Fortunately, Cricket found a solution: another local caller, Terry Wheeler (then known as Terry Kephart) agreed to call for us. Terry's high energy, enthusiasm, and knowledge of higher levels of square dancing gave the club the shot in the arm it needed.

We received another boost when Lou Torres, one of the founders of Chesapeake Squares, moved to San Antonio. Terry offered the Wranglers' first Plus class. Whenever a visiting caller came to town, Terry arranged for that person to call for us, too. Mike Jacobs and Tim Marriner were among the nationally known guest callers for the Wranglers. Terry eventually encouraged a number of the Wranglers' Plus dancers to join a mixed gay/straight Advanced class which she taught. Terry, Cricket, Harland, and another good friend of the Wranglers, Marge Goeth, made significant contributions to bringing the local gay and straight clubs together.

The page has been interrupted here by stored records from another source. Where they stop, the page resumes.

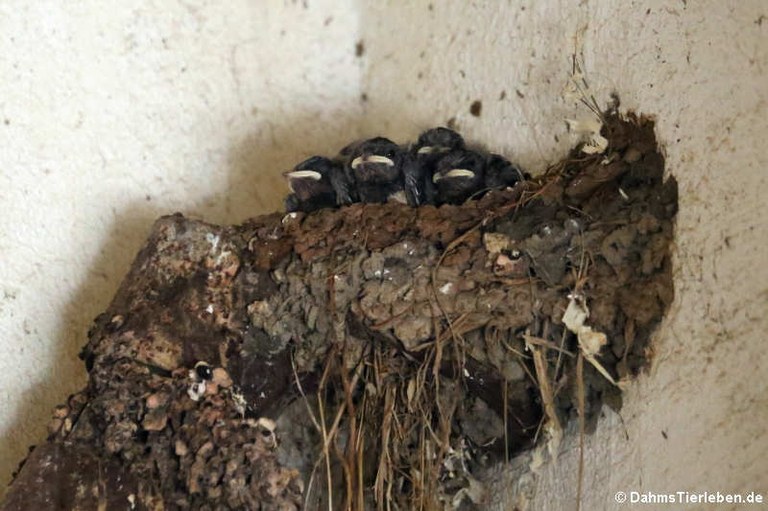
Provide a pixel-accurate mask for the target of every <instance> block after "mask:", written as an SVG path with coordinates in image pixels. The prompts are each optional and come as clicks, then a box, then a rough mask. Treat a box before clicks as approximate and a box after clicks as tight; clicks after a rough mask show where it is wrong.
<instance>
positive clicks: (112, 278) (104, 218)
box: [0, 0, 768, 509]
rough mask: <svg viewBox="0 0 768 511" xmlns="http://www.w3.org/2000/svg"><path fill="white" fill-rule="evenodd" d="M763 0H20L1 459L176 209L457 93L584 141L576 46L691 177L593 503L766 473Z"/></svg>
mask: <svg viewBox="0 0 768 511" xmlns="http://www.w3.org/2000/svg"><path fill="white" fill-rule="evenodd" d="M726 4H730V5H726ZM766 16H768V7H766V4H765V3H764V2H762V1H760V0H752V1H743V2H720V1H716V0H701V1H693V0H691V1H688V2H685V1H679V2H671V1H670V2H611V1H607V0H604V1H601V2H580V3H577V2H570V1H567V0H549V1H534V0H530V1H516V2H496V1H488V2H463V1H450V2H438V1H434V2H432V4H431V7H430V3H429V2H426V1H425V2H407V1H405V0H398V1H395V0H389V1H386V0H360V1H354V0H345V1H344V2H338V1H332V0H325V1H316V0H305V1H304V2H302V1H295V2H292V1H290V2H289V1H269V2H247V1H246V0H237V1H233V2H227V3H226V5H225V4H222V5H221V6H220V7H217V6H215V5H209V4H207V3H205V2H196V3H195V4H194V5H190V4H189V3H187V2H182V1H173V0H172V1H169V2H163V3H162V4H160V3H155V2H152V1H150V0H135V1H133V2H122V3H120V4H115V3H113V4H111V5H110V6H108V7H107V6H105V5H104V4H103V3H99V2H83V3H81V5H79V6H77V7H75V6H70V5H69V4H68V3H67V4H64V3H61V2H54V1H42V2H36V3H29V2H22V1H15V0H13V1H7V2H4V3H2V4H0V34H1V35H0V54H2V55H3V56H4V57H3V58H2V59H0V76H2V77H3V78H2V80H0V207H1V208H2V215H0V261H2V263H1V264H0V354H1V356H0V388H1V389H2V390H0V479H2V480H3V481H5V480H7V478H8V476H9V474H10V471H11V470H12V468H13V467H14V466H15V465H16V463H17V462H18V461H19V460H20V459H21V458H22V457H23V455H24V452H25V451H26V446H27V445H28V444H30V443H34V442H38V441H41V440H42V439H43V438H44V424H45V422H46V419H47V417H48V415H49V412H50V409H51V408H52V406H53V405H55V404H56V403H58V402H61V401H62V400H63V399H64V398H65V397H66V395H67V394H68V393H69V392H71V391H73V390H75V389H76V388H78V387H79V386H80V385H81V384H82V383H83V381H84V371H83V369H82V366H81V363H80V362H79V360H77V358H76V354H77V352H78V351H79V348H80V346H81V345H82V344H83V343H84V341H85V333H86V330H87V327H88V324H89V322H90V320H91V319H92V318H93V317H94V316H95V315H96V314H97V313H98V312H100V311H101V310H103V309H104V308H105V306H106V305H107V303H108V302H109V300H110V298H111V296H112V294H113V292H114V291H115V289H116V287H117V285H118V283H119V281H120V280H121V278H122V277H123V274H124V272H125V270H126V269H127V267H128V265H129V264H130V261H131V260H132V258H133V255H134V253H135V251H136V250H137V249H138V248H139V247H140V246H141V243H142V241H143V238H144V236H145V235H146V233H147V230H148V228H149V226H150V224H151V221H152V219H153V218H155V217H156V216H158V215H160V214H163V213H167V212H171V211H176V210H179V211H182V212H185V213H187V214H191V215H197V216H202V217H203V218H206V219H208V220H211V221H216V222H234V221H239V220H241V219H243V218H245V217H247V216H249V215H253V214H257V213H259V212H263V211H266V210H271V209H275V208H277V207H278V206H279V203H280V197H281V195H282V193H283V192H284V190H285V188H284V186H283V184H282V183H281V182H279V181H278V180H277V179H276V176H277V174H278V173H279V172H280V171H282V170H283V169H284V168H285V167H286V166H287V165H288V164H289V163H291V162H295V161H298V160H300V159H301V158H303V157H305V156H307V155H309V154H311V153H314V152H318V151H319V152H333V151H335V150H337V149H338V148H339V147H340V146H342V145H343V144H344V143H345V142H346V141H349V140H351V139H353V138H355V137H356V136H358V135H370V134H383V135H387V136H390V137H391V138H393V139H395V140H397V141H404V140H406V139H408V138H412V137H413V136H414V135H415V134H417V133H418V132H419V131H420V130H421V129H423V128H426V127H428V126H432V125H434V124H439V123H444V122H446V121H447V120H448V119H450V118H454V119H455V122H456V123H457V125H458V127H459V128H460V129H461V130H462V131H463V132H464V133H465V135H467V136H468V138H475V139H480V140H485V141H488V143H489V145H490V146H491V147H492V148H493V149H496V150H500V151H502V152H504V153H505V154H507V155H510V156H513V157H514V158H516V159H517V160H518V161H519V162H520V163H522V164H523V165H525V166H526V167H527V168H529V169H530V170H537V169H540V168H542V167H543V166H544V165H546V164H547V163H550V162H554V161H556V160H558V159H559V158H560V157H561V156H562V155H563V154H564V153H565V151H566V150H567V148H568V147H570V145H571V141H570V140H569V138H568V135H567V134H566V133H565V126H564V123H563V118H565V117H571V116H573V109H572V107H571V106H569V105H567V104H566V103H565V102H564V101H563V100H562V99H561V98H560V92H561V90H562V87H563V85H564V83H565V80H566V78H567V76H568V71H569V69H570V56H571V54H572V53H573V51H574V48H575V47H578V48H580V50H582V51H583V55H584V60H585V64H586V70H587V77H588V78H589V80H590V83H591V85H592V88H593V91H594V93H595V95H596V97H597V98H598V99H599V100H600V101H601V102H605V101H606V100H607V98H608V94H609V93H610V92H611V91H616V92H618V93H619V95H620V96H621V99H622V104H623V106H624V107H625V108H630V109H635V110H639V111H641V112H645V113H649V114H653V115H655V116H656V118H657V120H658V125H657V126H658V133H659V138H660V140H661V141H662V143H663V144H664V147H665V151H666V155H667V167H668V171H669V172H671V173H673V174H674V175H675V176H676V177H677V179H678V181H679V185H680V213H679V217H678V226H677V246H676V248H675V261H676V293H677V297H676V301H675V304H674V306H673V308H672V310H671V311H670V314H669V317H668V318H667V320H666V321H665V323H664V325H663V327H662V328H661V329H660V331H659V332H658V335H657V344H656V347H657V355H656V361H655V363H654V366H653V368H652V369H651V371H650V372H649V373H648V374H647V375H645V376H643V377H642V378H640V379H639V380H638V381H637V382H636V383H634V384H633V385H632V386H631V387H630V389H629V390H628V392H627V395H626V399H625V408H624V409H623V410H622V412H621V415H622V418H623V423H622V421H620V420H619V419H618V417H617V416H614V415H610V414H609V415H608V417H607V418H606V419H605V420H604V421H603V422H602V423H601V425H600V427H599V429H598V432H597V434H596V435H595V436H593V437H591V438H590V440H589V443H588V445H589V449H588V451H587V453H586V471H585V473H586V477H585V484H586V488H587V491H585V494H584V497H585V498H584V503H583V509H613V508H614V506H616V504H615V503H614V502H613V495H614V493H615V492H616V491H620V490H623V491H631V490H637V491H658V492H670V491H676V490H692V491H704V490H709V491H717V490H720V491H728V492H738V491H749V490H755V491H761V492H762V493H763V495H765V496H766V497H768V433H766V427H765V424H768V356H766V354H765V351H763V350H764V348H765V346H766V343H765V341H764V339H763V332H764V331H766V330H768V328H767V327H768V321H766V319H765V317H764V316H765V315H766V313H768V270H766V265H765V262H766V248H765V241H764V240H766V239H768V227H766V223H765V222H764V221H763V219H762V217H763V216H765V214H766V207H765V205H764V203H765V201H764V199H763V194H764V193H765V190H766V185H768V182H767V181H768V178H767V177H766V171H765V168H766V166H767V165H768V158H767V157H766V150H765V147H764V144H765V142H764V140H765V139H766V137H768V120H766V116H765V112H766V99H767V97H768V86H767V85H768V75H767V74H766V66H768V47H767V45H766V36H768V19H767V18H766ZM359 40H361V41H362V43H363V45H362V47H363V49H364V52H363V55H362V56H361V57H360V58H358V57H356V56H355V45H356V43H357V42H358V41H359ZM575 41H578V44H576V43H575ZM502 93H503V94H502ZM363 94H364V95H365V97H366V101H362V100H361V95H363ZM502 96H504V99H501V97H502ZM475 100H479V101H481V102H482V111H481V113H480V116H479V117H475V116H473V115H472V114H470V111H469V107H470V104H471V103H472V102H473V101H475ZM662 431H663V432H664V434H665V435H666V438H665V437H664V436H663V435H662ZM566 445H568V443H567V442H566ZM576 460H577V451H576V450H575V449H573V448H571V449H568V450H566V451H565V452H564V453H563V455H562V456H561V457H560V460H559V462H558V463H557V464H552V463H549V464H546V465H545V466H544V467H543V468H542V474H541V476H540V477H539V478H538V479H537V485H536V487H537V490H536V493H535V496H534V497H533V499H534V501H533V502H532V503H531V505H530V509H573V499H574V495H575V489H576V480H575V478H576V476H575V474H576V471H575V469H574V467H575V462H576ZM500 479H501V480H503V477H502V476H500ZM504 491H505V486H501V487H500V488H499V489H498V490H497V495H502V494H503V493H504ZM509 498H510V499H511V498H512V497H511V496H510V497H509ZM507 502H508V503H509V502H510V501H509V500H507ZM617 508H618V509H621V508H622V507H617ZM623 508H628V506H626V505H625V506H623ZM645 508H646V509H651V508H653V507H648V506H646V507H645ZM693 508H695V507H691V509H693ZM670 509H671V508H670ZM675 509H677V507H675ZM707 509H709V508H707ZM712 509H715V507H712ZM725 509H727V507H725Z"/></svg>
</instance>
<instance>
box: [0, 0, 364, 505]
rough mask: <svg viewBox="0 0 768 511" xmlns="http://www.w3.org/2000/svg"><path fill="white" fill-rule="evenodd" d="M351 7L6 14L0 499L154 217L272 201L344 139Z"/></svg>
mask: <svg viewBox="0 0 768 511" xmlns="http://www.w3.org/2000/svg"><path fill="white" fill-rule="evenodd" d="M356 30H357V14H356V12H355V7H354V2H353V1H352V0H343V1H339V0H327V1H318V0H312V1H309V2H301V1H299V2H288V1H286V2H283V1H282V0H279V1H270V2H249V1H247V0H233V1H228V2H186V1H181V0H179V1H176V0H168V1H163V2H155V1H152V0H146V1H144V0H136V1H128V2H109V3H105V2H99V1H85V2H58V1H54V0H51V1H39V2H26V1H23V0H20V1H15V0H11V1H4V2H1V3H0V55H2V57H0V77H2V78H0V210H2V213H1V214H0V487H2V489H0V495H2V494H3V493H4V488H5V484H6V482H7V481H8V480H9V477H10V474H11V471H12V470H13V469H14V468H15V467H16V465H17V464H18V462H19V461H21V459H22V458H23V457H24V455H25V453H26V451H27V446H28V445H30V444H32V443H36V442H40V441H42V440H43V439H44V438H45V425H46V424H47V421H48V418H49V417H50V412H51V410H52V407H53V406H54V405H55V404H56V403H59V402H62V401H63V400H64V399H65V398H66V397H67V395H68V394H69V393H71V392H73V391H75V390H76V389H78V388H79V387H80V386H81V385H82V384H83V383H84V382H85V370H84V368H83V366H82V363H81V362H80V361H79V360H78V359H77V353H78V352H79V350H80V347H81V346H82V345H83V344H84V341H85V335H86V332H87V330H88V326H89V324H90V322H91V320H92V319H93V318H94V317H95V316H96V315H97V314H98V313H99V312H101V311H102V310H104V308H105V307H106V306H107V305H108V303H109V301H110V300H111V297H112V295H113V294H114V292H115V290H116V289H117V286H118V284H119V283H120V281H121V280H122V278H123V276H124V274H125V272H126V270H127V269H128V266H129V265H130V263H131V261H132V259H133V257H134V255H135V253H136V251H137V250H138V249H139V248H140V247H141V245H142V244H143V242H144V238H145V236H146V235H147V233H148V230H149V228H150V226H151V224H152V221H153V220H154V219H155V218H156V217H157V216H159V215H161V214H166V213H173V212H174V211H181V212H184V213H185V214H189V215H194V216H198V217H203V218H205V219H207V220H210V221H214V222H227V223H229V222H238V221H241V220H243V219H245V218H247V217H249V216H252V215H255V214H258V213H263V212H268V211H272V210H274V209H276V208H278V207H280V206H281V203H282V197H283V195H284V194H285V192H286V187H285V185H284V183H283V180H282V178H280V177H279V173H280V172H282V171H283V170H286V166H287V165H289V164H292V163H296V162H298V161H300V159H302V158H304V157H307V156H309V155H311V154H314V153H316V152H334V151H337V150H338V149H339V148H340V147H342V146H343V145H345V144H346V143H347V142H348V141H349V140H350V139H352V138H354V136H355V133H356V132H357V131H358V130H357V128H356V126H357V124H358V123H359V120H360V106H359V105H360V101H359V81H360V73H361V64H360V59H358V58H356V57H355V43H356V41H357V35H356Z"/></svg>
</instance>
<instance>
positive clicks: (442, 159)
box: [432, 150, 486, 204]
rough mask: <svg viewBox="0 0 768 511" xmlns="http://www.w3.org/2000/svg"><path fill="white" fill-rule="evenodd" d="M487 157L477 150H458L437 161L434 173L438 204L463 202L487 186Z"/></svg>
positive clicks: (432, 181) (442, 157)
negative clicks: (485, 171) (485, 167)
mask: <svg viewBox="0 0 768 511" xmlns="http://www.w3.org/2000/svg"><path fill="white" fill-rule="evenodd" d="M485 162H486V157H485V156H484V155H482V154H480V153H478V152H476V151H469V150H457V151H451V152H450V153H448V154H446V155H445V156H443V157H442V158H440V160H439V161H438V162H437V165H436V168H435V173H434V174H433V175H432V183H433V184H434V186H435V188H436V191H437V194H436V201H435V202H436V203H437V204H461V203H463V202H464V201H466V200H467V199H469V198H470V197H471V196H472V195H474V194H475V193H477V192H479V191H481V190H483V189H484V187H485Z"/></svg>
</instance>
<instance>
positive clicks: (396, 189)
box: [346, 137, 405, 203]
mask: <svg viewBox="0 0 768 511" xmlns="http://www.w3.org/2000/svg"><path fill="white" fill-rule="evenodd" d="M403 157H404V153H403V150H402V149H400V147H399V146H398V145H397V144H395V143H394V142H392V141H391V140H389V139H387V138H383V137H376V138H372V139H369V140H366V141H365V142H362V143H360V144H359V145H358V146H356V147H355V148H354V149H352V151H351V154H350V155H349V160H348V163H347V165H346V169H347V172H348V173H349V174H351V175H352V176H353V177H354V182H355V185H356V188H357V196H358V198H359V200H360V202H387V201H388V200H396V201H399V202H403V203H404V202H405V194H404V193H403V174H402V165H403Z"/></svg>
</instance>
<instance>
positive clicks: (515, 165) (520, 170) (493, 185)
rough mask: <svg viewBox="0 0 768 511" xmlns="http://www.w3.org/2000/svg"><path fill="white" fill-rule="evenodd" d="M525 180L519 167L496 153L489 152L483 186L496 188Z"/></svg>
mask: <svg viewBox="0 0 768 511" xmlns="http://www.w3.org/2000/svg"><path fill="white" fill-rule="evenodd" d="M519 181H525V175H524V174H523V171H522V170H520V167H518V166H517V165H515V164H514V163H512V162H510V161H509V160H508V159H506V158H504V157H503V156H500V155H498V154H491V155H490V156H489V157H488V162H487V163H486V167H485V188H488V189H497V188H507V187H512V186H515V184H516V183H518V182H519Z"/></svg>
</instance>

Cricket urged the club to hold our first fly-in, Pass Thru the Alamo, in March 1994 (?). Most of us had no idea how much we were going to enjoy this. People came from all across the continent to dance with us, among them Costa [need last name] from Toronto, Will Hamp from Philadelphia, Ben Fabian from San Diego, and Kris Jensen, then a beginning caller, from Albuquerque. [Would be good to verify these people were there, but I believe this is correct.] The Wilde Bunch particularly supported our fly-in.

For the first time, some of the Wranglers met that great icon of gay square dancing, Anne Uebelacker, who called for us. [I think the first callers were Anne and Rusty Fennell and possibly Bill Eyler as well. Bill called for us one year, and so did Andy Shore.] Oddly for San Antonio in March, there was a sudden hailstorm one afternoon during the fly-in. Finally we had to say goodbye to our new friends, but fortunately some of them returned in subsequent years.

It's a well-known fact that fly-ins can change your life. The 1995 Pass Thru the Alamo certainly changed mine, for I met a dancer from San Diego named Larry Richards. A year and a half later I moved to San Diego to be with him, leaving behind a job, friends, and the square dance club that made it all possible.